Production jumped 86% to 17,000 tons last year, meaning the country now accounts for 7% of global mined cobalt output, according to the Cobalt Institute.

Ever more Indonesian capacity is being added. The Institute was tracking only 10 nickel-cobalt processing plant projects in 2023. The number has risen to nearly 60 this year, it said in its annual market report.

SUPPLY GLUT

Cobalt has historically been used in the form of super-alloys with applications in the aircraft and aerospace industries.

However, the new driver of demand growth comes in the shape of an electric vehicle battery, where cobalt enhances both chemical stability and power performance.

The battery sector accounted for 73% of the 200,000 tons of cobalt used last year, according to the Cobalt Institute, which notes that electric vehicles alone now support around 45% of the market.

True, cobalt has taken a knock from strong growth in lithium-iron-phosphate battery chemistry, but usage is still expanding at a fast rate.

Analysts at Adams Intelligence estimate 5,026 tons of cobalt were deployed globally in new vehicle sales in May, a year-on-year rise of 12%.

The problem is that demand still can’t keep up with the production surge playing out in both Congo and Indonesia.

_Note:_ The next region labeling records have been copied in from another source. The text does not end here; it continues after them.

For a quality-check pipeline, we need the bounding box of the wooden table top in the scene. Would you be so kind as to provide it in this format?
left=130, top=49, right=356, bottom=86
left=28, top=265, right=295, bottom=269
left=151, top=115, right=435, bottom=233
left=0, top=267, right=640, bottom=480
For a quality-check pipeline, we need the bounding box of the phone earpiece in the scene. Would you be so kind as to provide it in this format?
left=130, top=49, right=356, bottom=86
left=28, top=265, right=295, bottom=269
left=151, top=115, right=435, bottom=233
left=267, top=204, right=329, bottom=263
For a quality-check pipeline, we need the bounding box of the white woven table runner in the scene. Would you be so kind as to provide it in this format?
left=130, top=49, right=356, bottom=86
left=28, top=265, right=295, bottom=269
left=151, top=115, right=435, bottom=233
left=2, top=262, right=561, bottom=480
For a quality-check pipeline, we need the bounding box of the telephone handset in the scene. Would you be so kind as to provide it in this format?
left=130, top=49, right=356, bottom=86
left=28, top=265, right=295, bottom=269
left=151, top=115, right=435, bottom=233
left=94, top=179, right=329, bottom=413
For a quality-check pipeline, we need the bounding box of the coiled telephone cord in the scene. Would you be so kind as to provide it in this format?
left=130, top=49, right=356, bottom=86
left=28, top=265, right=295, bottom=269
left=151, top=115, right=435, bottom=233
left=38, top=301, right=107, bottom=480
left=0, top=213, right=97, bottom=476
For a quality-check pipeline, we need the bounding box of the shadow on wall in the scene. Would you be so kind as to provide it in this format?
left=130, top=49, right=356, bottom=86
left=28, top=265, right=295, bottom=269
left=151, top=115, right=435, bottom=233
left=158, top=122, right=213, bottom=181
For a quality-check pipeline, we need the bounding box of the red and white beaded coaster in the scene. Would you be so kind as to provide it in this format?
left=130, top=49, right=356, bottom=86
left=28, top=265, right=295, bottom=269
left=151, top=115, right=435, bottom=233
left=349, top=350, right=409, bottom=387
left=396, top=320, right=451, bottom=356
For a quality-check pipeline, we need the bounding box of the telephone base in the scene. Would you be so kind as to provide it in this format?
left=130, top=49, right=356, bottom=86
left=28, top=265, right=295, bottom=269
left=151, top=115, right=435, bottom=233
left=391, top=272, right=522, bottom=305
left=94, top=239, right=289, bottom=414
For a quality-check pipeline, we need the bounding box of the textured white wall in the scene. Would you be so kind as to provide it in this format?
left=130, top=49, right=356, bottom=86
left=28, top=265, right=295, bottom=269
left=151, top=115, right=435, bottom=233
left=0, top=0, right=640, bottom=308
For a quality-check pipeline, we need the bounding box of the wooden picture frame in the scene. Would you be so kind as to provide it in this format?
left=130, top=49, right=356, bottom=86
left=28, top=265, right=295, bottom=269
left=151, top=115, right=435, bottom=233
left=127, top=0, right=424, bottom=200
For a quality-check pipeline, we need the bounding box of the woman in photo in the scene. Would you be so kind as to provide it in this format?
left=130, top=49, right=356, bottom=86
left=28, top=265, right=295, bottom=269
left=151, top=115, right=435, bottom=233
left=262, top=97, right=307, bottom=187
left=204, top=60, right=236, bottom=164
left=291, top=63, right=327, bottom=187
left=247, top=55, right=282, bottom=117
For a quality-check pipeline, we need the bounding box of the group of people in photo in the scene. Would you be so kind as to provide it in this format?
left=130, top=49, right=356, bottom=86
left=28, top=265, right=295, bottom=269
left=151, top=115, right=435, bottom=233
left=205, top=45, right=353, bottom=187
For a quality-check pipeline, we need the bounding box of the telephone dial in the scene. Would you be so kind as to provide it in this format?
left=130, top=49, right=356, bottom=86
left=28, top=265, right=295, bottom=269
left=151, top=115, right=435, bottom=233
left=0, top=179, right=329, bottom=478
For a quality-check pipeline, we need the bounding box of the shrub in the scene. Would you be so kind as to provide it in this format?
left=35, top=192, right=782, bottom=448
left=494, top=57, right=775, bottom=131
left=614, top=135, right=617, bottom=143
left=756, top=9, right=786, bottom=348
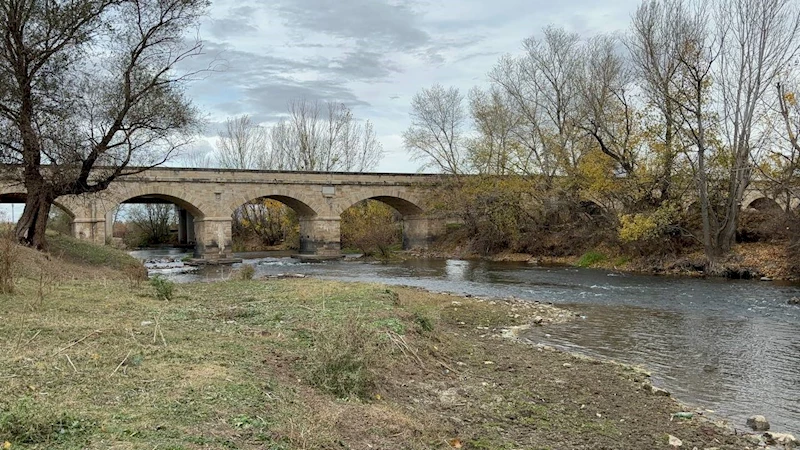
left=239, top=264, right=256, bottom=281
left=578, top=250, right=606, bottom=267
left=0, top=225, right=19, bottom=294
left=307, top=319, right=381, bottom=399
left=150, top=275, right=175, bottom=300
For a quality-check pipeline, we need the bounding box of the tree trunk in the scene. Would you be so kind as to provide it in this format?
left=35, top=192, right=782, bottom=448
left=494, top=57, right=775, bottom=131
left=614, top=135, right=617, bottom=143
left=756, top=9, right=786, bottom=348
left=16, top=193, right=53, bottom=250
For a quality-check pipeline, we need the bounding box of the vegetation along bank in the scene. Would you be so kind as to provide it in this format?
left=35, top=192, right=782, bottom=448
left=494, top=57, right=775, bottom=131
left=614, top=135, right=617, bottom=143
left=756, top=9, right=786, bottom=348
left=0, top=238, right=776, bottom=449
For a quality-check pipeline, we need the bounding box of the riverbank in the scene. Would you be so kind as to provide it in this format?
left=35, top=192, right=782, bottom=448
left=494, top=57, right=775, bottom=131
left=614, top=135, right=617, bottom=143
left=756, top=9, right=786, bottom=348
left=410, top=243, right=800, bottom=281
left=0, top=264, right=764, bottom=449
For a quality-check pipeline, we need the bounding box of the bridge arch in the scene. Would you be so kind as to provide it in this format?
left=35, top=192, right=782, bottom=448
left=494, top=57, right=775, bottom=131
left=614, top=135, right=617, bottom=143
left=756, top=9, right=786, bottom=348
left=745, top=197, right=781, bottom=211
left=339, top=190, right=437, bottom=250
left=228, top=192, right=318, bottom=217
left=108, top=187, right=206, bottom=219
left=227, top=192, right=319, bottom=250
left=103, top=185, right=212, bottom=256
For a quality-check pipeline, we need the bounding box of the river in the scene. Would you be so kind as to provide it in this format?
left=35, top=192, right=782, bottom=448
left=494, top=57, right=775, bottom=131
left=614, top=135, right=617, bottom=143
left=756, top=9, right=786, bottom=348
left=132, top=250, right=800, bottom=433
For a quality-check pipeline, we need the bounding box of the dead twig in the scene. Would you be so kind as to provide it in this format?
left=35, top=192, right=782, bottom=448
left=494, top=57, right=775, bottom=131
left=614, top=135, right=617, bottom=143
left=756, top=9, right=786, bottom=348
left=108, top=350, right=133, bottom=378
left=53, top=330, right=100, bottom=356
left=64, top=353, right=78, bottom=373
left=386, top=331, right=425, bottom=369
left=22, top=330, right=42, bottom=347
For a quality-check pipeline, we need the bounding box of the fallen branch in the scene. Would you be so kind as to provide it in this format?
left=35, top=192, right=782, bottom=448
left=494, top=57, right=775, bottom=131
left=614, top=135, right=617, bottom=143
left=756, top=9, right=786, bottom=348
left=53, top=330, right=100, bottom=356
left=108, top=350, right=133, bottom=378
left=386, top=331, right=425, bottom=369
left=64, top=353, right=78, bottom=373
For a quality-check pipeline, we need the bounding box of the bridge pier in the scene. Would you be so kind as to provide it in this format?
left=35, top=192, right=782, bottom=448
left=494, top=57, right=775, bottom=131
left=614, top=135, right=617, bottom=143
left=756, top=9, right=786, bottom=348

The market was in oversupply to the tune of 18,300 tons last year, following a 10,700-ton surplus in 2022, the Cobalt Institute says.

Given the scale of the current supply-demand mismatch, the expectation is for more of the same in the coming years. Macquarie Bank analysts are forecasting surplus to persist until 2027.

BUY THE DIP

The price bust has created opportunity for some.

China’s state reserves manager bought 8,700 tons of cobalt last year and is planning to buy another 15,000 tons this year.

The CME, which launched its cobalt contract in 2020, has seen activity mushroom as the price has fallen steadily from its most recent peak.

The standard cobalt contract notched up just 3,997 lots of turnover in its first full year of trading. Volumes grew to over 17,000 lots in 2022 and to almost 27,000 lots last year.

Low prices have attracted industrial players looking to lock in long-term hedges and investors betting on a change of price trend.

The CME cobalt curve is also in a pronounced contango. The gap between spot metal and forward prices allows for a profitable stocks finance trade.

However, banks prefer financed inventory to be stored in a place from which it can be easily sold if anything goes wrong. The first choice is a terminal market. The CME contract is priced against Fastmarkets’ assessment of the price of cobalt in Rotterdam and is not deliverable.

The LME’s cobalt contract, by contrast, is deliverable, which might explain the recent sudden appearance of so much metal in LME shadow storage and the simultaneous burst of activity in a contract that seemed to have passed into the history books.

It remains to be seen whether this is the start of a bigger trend, but the current state of the cobalt market suggests there is going to be a lot more metal looking for a home in the coming months.